Everyone eventually settled into their roles and a tolerance – you might even say a respect – developed between me and the birds. I was able to walk up and down the lawn to the point of flattening it in some areas and the bird remained on the nest without feeling threatened. Pruning the purple Clematis was put on hold to allow peace and harmony to prevail and more leaves to grow, increasing protection for the nest.
There were some funny moments during the 2 weeks incubation of the eggs when the female spent long periods in the nest. Whenever I passed by, I pretended not to see her. One day, I found her sitting with her tail feathers pointing to the center of the gazebo and her head lifted upwards towards the vine with what can only be described as a look of indignation.
Really, I thought as I picked up a rake and moved away. I’ve got to stop thinking about this bird so much.

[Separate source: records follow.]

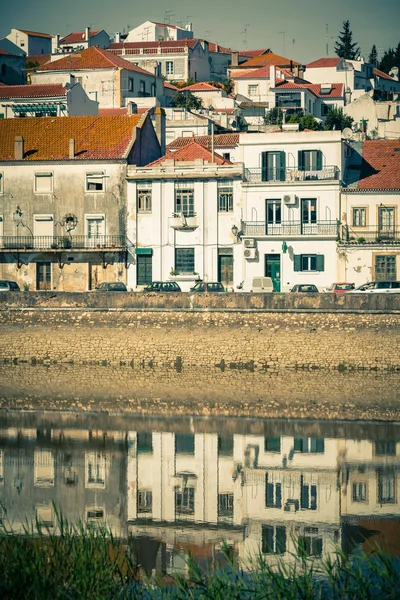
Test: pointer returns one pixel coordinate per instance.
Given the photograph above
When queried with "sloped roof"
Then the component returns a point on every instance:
(322, 63)
(90, 58)
(42, 90)
(78, 36)
(221, 140)
(190, 152)
(47, 138)
(380, 167)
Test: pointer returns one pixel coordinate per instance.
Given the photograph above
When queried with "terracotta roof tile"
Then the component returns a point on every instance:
(78, 36)
(380, 168)
(322, 63)
(90, 58)
(190, 152)
(42, 90)
(221, 140)
(47, 138)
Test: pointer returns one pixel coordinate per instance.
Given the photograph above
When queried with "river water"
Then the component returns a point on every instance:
(175, 465)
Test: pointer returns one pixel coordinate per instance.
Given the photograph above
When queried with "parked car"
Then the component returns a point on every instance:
(256, 285)
(305, 287)
(162, 286)
(207, 286)
(9, 286)
(111, 286)
(339, 288)
(378, 287)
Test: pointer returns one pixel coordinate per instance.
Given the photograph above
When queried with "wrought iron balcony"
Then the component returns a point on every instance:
(290, 228)
(110, 243)
(291, 174)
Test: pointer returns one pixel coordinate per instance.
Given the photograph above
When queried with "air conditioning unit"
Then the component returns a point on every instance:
(250, 253)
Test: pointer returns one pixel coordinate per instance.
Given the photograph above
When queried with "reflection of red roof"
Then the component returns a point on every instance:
(322, 63)
(91, 58)
(380, 168)
(190, 152)
(42, 90)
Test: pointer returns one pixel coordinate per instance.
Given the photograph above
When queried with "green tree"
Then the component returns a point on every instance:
(345, 47)
(336, 119)
(186, 100)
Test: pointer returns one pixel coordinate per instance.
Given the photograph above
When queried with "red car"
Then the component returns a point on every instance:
(339, 288)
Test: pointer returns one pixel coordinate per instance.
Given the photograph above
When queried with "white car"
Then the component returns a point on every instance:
(377, 287)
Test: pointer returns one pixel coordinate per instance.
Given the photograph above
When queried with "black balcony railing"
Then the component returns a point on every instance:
(290, 228)
(74, 242)
(294, 174)
(372, 234)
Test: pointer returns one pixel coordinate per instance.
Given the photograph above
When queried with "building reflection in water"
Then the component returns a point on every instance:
(287, 486)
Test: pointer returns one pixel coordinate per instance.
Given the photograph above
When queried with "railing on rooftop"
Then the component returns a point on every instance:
(73, 242)
(294, 174)
(290, 228)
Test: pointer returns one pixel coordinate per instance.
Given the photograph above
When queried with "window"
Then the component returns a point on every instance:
(184, 501)
(359, 491)
(144, 199)
(310, 160)
(95, 182)
(184, 260)
(225, 199)
(273, 494)
(225, 505)
(309, 445)
(359, 216)
(273, 539)
(184, 202)
(43, 183)
(309, 262)
(145, 501)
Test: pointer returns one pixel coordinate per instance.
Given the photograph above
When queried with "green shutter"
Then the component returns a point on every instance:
(300, 160)
(319, 160)
(320, 262)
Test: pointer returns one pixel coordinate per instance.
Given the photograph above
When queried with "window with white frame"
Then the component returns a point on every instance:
(95, 181)
(359, 216)
(144, 198)
(43, 183)
(225, 198)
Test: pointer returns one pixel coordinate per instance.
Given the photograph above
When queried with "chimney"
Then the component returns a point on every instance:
(71, 149)
(160, 128)
(272, 76)
(19, 148)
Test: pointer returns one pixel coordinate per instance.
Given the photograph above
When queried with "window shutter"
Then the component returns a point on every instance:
(320, 262)
(283, 166)
(319, 160)
(297, 262)
(300, 160)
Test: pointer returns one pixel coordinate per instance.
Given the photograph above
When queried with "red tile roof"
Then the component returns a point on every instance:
(190, 152)
(47, 138)
(91, 58)
(42, 90)
(322, 63)
(221, 140)
(201, 86)
(380, 169)
(77, 36)
(36, 33)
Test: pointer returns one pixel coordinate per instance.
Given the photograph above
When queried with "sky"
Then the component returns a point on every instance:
(298, 30)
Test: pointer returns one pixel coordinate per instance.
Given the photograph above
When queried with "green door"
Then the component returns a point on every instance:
(273, 270)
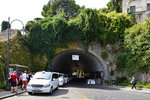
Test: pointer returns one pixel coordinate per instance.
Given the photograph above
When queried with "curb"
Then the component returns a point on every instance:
(6, 96)
(141, 90)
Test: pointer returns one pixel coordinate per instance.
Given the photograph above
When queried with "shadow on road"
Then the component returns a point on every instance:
(77, 83)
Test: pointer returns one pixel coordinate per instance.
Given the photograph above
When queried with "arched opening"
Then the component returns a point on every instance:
(85, 66)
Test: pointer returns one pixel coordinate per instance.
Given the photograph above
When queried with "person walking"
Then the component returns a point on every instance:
(14, 82)
(133, 81)
(24, 80)
(29, 76)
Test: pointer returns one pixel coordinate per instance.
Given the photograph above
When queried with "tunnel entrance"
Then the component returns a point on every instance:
(78, 65)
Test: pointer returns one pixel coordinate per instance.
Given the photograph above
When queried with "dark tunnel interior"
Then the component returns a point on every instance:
(87, 62)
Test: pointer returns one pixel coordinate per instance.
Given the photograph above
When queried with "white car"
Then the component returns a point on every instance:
(43, 82)
(61, 79)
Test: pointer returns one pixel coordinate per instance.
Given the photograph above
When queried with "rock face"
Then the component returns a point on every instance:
(108, 64)
(4, 34)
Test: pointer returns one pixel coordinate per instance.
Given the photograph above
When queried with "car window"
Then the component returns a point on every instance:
(41, 75)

If I step out of line she will let me know. Such was her laser-sharp focus on the eggs. Once, she chased away a bird that came too close to the nest with loud shrieks and flying feathers; then she quickly returned to the eggs as if nothing happened.
The robin’s actions to protect her eggs were appropriate. She acted in the moment and moved on. I, on the other hand was over-thinking everything. We were essentially a bird incubating her eggs and a woman working in her busy spring garden. Both in the same space for different reasons and with different needs. I realized my flurry of thoughts regarding what to do and how to behave around the bird was based on my need to do right for her with less focus on my needs. Then one day, she and her family flew away.
Each time I passed the empty nest, I thought about the robin and her four hatchlings which had now become a sweet memory. Her attention in every aspect of their care resonated with me.
She showed me she could be strong and fearless when it was needed; yet patient and selfless at other times. She proved she knew how to protect what was most important to her, even if a few feathers got ruffled in the process.